Die Regierungskoalition der Ministerpräsidentin Katrín Jakobsdóttir hat ihre Mehrheit bei der Parlamentswahl in Island behauptet. Allerdings verschieben sich die Kräfteverhältnisse unter den Bündnispartnern recht deutlich: Während Jakobsdóttirs Links-Grüne Bewegung nur noch auf acht statt elf Mandate kommt, konnte der kleinere ihrer beiden Koalitionspartner, die bäuerlich-liberale Fortschrittspartei, gleich fünf Sitze im Parlament Althing dazugewinnen. Stärkste Kraft bleibt die dritte Partei der Koalition, die konservative Unabhängigkeitspartei des Finanzministers und Ex-Regierungschefs Bjarni Benediktsson.

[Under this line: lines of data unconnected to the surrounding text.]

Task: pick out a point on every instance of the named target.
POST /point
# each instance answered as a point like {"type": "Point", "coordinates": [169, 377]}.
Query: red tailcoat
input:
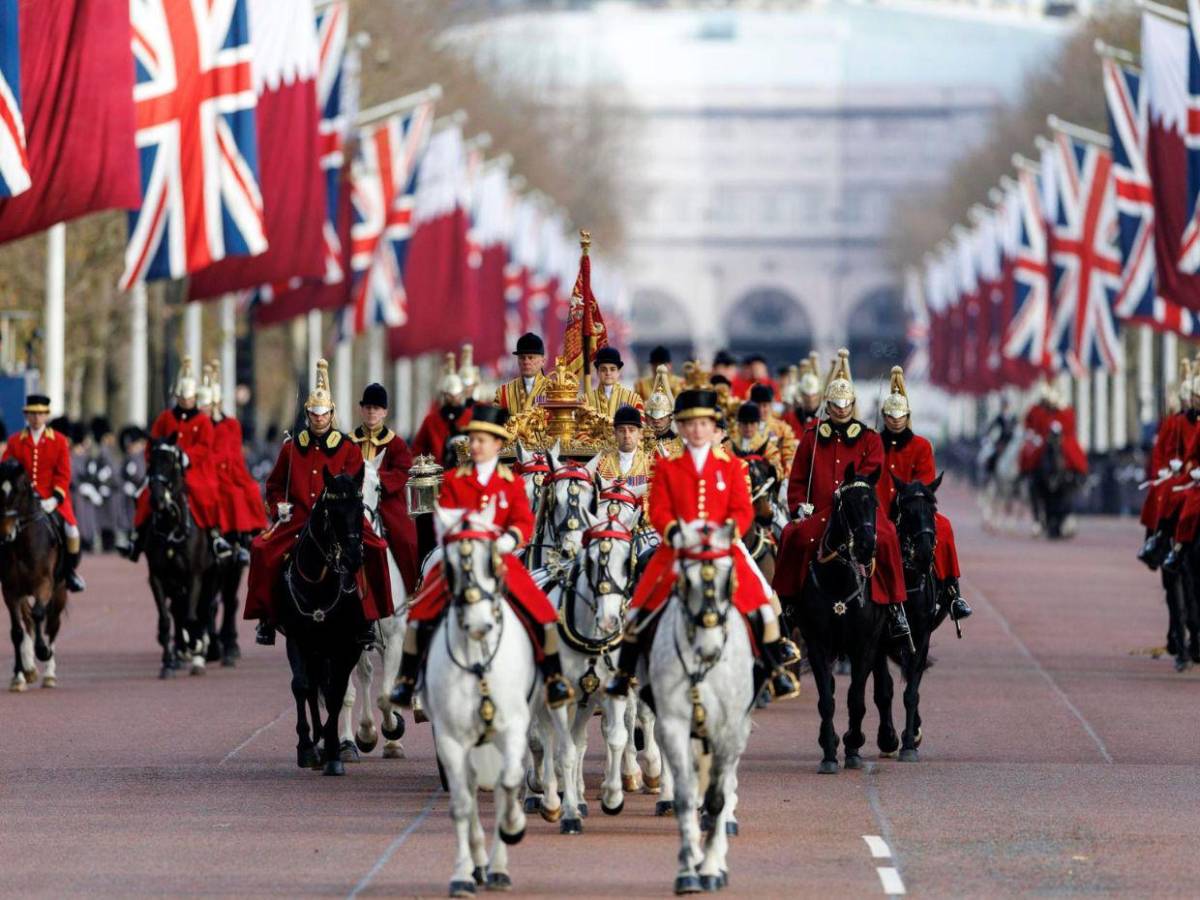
{"type": "Point", "coordinates": [400, 527]}
{"type": "Point", "coordinates": [195, 431]}
{"type": "Point", "coordinates": [719, 492]}
{"type": "Point", "coordinates": [305, 460]}
{"type": "Point", "coordinates": [241, 501]}
{"type": "Point", "coordinates": [823, 456]}
{"type": "Point", "coordinates": [48, 466]}
{"type": "Point", "coordinates": [910, 457]}
{"type": "Point", "coordinates": [462, 490]}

Im Althing, das zu den ältesten Parlamenten der Welt zählt, sind 32 der 63 Sitze für eine Mehrheit notwendig. Jakobsdóttirs ungewöhnliches Links-rechts-Bündnis kam nach vorläufiger Auszählung aller Stimmen am Sonntag auf 37 Sitze. Die Koalition verfügt damit weiter über eine stabile Mehrheit - allerdings ist unklar, ob die drei Parteien weiter gemeinsam regieren wollen. Vor der Wahl am Samstag hatten ihre Parteichefs jedoch erklärt, dass es ihre erste Option sei, über eine weitere Regierungszusammenarbeit zu sprechen. Island hatte vor der letzten Parlamentswahl 2017 mit mehreren politischen Skandalen zu kämpfen gehabt.